Record label: Elektra
Release date: 18 September 2001
It's been a banner year for Björk, all thanks due to a riveting performance in her first (and possibly last) film. After the less-than-positive reaction that her last album Homogenic received, Selmasongs brings us back to a project with equal weight on all sides. Seeing as how these songs were made for the movie, purpose is added to her passion. While Björk remains the center of attention, credit must go to Vincent Mendoza, whose orchestrations are wonderful. The "Overture" sets the mood for the remainder of the disc, and while it's not like we haven't heard Björk in this setting before, it stays closer to the melancholy strings of "Bachelorette" than the big band, larger-than-life horns of "It's Oh So Quiet." Although, "Cvalda" comes close - punchy and edgy, with the orchestra at full force over assembly line electronics.

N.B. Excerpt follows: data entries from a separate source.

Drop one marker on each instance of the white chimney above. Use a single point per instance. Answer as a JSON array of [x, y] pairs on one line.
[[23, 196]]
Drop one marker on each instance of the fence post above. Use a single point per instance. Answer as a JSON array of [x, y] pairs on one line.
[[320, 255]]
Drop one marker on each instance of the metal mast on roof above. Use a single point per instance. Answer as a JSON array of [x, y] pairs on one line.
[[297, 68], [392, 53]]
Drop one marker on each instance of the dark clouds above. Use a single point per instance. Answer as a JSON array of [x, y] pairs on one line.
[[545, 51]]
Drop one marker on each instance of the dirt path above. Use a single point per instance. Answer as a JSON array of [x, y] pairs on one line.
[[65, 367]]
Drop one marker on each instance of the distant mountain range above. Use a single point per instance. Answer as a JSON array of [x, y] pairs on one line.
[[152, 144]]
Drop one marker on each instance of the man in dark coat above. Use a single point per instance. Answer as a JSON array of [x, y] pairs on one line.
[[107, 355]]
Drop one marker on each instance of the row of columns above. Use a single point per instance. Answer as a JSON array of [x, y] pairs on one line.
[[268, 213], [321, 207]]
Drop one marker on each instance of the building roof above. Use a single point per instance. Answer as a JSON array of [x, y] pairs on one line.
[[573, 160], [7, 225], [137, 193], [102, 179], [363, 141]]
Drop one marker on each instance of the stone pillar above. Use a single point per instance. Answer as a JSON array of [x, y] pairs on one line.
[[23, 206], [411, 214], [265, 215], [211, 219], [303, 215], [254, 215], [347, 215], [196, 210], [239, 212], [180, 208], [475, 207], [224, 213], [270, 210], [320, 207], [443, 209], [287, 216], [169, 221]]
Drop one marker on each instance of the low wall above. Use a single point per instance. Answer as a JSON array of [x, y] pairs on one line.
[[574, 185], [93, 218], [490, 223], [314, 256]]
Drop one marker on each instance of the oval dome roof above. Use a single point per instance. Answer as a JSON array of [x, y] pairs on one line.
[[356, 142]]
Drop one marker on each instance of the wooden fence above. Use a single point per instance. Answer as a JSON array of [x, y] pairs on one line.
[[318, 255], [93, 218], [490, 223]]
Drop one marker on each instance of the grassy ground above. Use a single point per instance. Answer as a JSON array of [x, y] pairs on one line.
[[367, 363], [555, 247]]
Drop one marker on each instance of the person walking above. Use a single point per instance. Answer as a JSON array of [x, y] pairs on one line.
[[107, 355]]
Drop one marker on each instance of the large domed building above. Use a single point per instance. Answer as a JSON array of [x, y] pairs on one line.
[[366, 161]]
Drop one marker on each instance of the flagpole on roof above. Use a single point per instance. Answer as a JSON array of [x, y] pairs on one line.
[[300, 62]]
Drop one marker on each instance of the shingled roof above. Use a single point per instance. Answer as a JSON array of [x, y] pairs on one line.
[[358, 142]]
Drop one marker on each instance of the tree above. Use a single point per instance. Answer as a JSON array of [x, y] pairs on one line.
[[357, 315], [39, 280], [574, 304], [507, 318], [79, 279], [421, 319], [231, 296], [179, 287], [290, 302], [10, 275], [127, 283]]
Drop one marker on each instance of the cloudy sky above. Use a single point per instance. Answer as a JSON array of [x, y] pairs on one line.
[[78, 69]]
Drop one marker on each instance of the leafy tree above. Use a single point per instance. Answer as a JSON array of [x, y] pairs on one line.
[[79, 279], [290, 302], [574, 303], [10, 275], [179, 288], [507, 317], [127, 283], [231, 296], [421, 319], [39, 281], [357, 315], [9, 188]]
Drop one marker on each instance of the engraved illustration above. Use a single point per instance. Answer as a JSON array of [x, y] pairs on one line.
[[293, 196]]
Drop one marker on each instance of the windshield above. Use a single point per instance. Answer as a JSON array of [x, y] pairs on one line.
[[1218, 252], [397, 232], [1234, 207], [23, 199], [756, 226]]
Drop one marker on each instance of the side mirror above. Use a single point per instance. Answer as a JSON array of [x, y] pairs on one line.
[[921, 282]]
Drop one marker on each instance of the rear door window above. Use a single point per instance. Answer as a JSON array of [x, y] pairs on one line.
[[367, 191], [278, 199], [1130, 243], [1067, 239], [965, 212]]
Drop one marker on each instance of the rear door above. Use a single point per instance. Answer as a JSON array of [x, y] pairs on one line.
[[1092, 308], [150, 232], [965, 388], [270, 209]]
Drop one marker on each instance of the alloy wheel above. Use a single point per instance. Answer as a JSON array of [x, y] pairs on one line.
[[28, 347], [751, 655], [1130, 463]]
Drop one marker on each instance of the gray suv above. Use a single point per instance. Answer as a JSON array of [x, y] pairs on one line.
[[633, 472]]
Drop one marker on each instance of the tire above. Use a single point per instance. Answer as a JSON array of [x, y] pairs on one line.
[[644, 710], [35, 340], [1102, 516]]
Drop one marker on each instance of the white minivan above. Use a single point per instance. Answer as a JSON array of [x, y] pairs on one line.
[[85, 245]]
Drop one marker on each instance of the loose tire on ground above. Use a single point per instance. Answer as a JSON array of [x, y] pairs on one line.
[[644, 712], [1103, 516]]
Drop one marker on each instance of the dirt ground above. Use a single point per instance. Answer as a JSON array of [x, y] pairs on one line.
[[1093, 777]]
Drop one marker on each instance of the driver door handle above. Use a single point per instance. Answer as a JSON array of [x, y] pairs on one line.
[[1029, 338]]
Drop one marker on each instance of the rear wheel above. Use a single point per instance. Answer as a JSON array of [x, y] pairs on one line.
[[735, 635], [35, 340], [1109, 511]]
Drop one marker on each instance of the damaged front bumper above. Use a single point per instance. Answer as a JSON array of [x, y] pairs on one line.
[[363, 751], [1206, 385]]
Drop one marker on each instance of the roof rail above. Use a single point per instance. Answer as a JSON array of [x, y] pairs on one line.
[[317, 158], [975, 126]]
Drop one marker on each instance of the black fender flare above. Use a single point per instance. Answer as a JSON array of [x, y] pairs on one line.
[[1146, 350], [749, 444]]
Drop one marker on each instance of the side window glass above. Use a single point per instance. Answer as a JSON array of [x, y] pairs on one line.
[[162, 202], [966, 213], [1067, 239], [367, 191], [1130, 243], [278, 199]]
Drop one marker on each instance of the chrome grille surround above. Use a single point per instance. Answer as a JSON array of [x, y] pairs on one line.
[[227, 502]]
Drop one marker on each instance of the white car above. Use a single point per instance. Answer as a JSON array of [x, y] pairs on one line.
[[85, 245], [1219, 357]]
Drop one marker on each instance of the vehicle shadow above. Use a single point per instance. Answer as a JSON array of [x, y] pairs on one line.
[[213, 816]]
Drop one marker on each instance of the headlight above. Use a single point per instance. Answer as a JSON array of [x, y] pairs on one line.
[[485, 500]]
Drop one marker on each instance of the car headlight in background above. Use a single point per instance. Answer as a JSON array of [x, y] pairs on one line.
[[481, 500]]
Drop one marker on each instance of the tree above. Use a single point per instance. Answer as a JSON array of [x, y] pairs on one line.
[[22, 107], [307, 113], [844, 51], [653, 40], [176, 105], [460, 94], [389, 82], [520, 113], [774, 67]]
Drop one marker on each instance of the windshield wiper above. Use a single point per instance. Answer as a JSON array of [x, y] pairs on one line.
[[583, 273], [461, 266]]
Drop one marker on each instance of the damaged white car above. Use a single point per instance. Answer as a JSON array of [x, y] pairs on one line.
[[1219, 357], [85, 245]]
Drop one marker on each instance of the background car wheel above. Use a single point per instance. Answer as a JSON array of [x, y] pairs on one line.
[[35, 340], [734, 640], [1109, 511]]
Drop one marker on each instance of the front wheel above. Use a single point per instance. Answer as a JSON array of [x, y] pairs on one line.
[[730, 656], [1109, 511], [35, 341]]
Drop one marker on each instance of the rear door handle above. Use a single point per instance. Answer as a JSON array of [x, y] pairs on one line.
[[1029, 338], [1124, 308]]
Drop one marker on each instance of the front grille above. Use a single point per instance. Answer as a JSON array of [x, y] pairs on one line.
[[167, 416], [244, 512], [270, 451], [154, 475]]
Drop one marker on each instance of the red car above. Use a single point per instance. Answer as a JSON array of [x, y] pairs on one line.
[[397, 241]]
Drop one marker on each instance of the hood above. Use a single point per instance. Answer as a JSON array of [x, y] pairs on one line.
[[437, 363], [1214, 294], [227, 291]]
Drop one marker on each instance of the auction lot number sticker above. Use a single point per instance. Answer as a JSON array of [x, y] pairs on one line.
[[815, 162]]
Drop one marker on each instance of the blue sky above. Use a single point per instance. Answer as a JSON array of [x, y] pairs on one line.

Co-star Catherine Deneuve lends her vocals to that one, and a beautiful duet between Björk and Radiohead's Thom Yorke is featured on "I've Seen It All." Their voices dance uneasily around each other, creating emotional depth within the song. "Scatterheart" sounds like it could've been a B-side for one of the last album's singles while "107 Steps" builds tension with the sound of someone counting the steps as they climb while Björk throws out random numbers. Very reminiscent of scores for suspense or spy thrillers. Don't worry if you haven't seen Dancer In The Dark yet; that won't hinder your listening experience. This mini-album lasts maybe 30 minutes, and during that time Björk reaffirms your faith in her songwriting. it's some of the most ambitious work she's ever done, and it leaves you happily awaiting her new full-length (due in 2001, kids, so get ready...).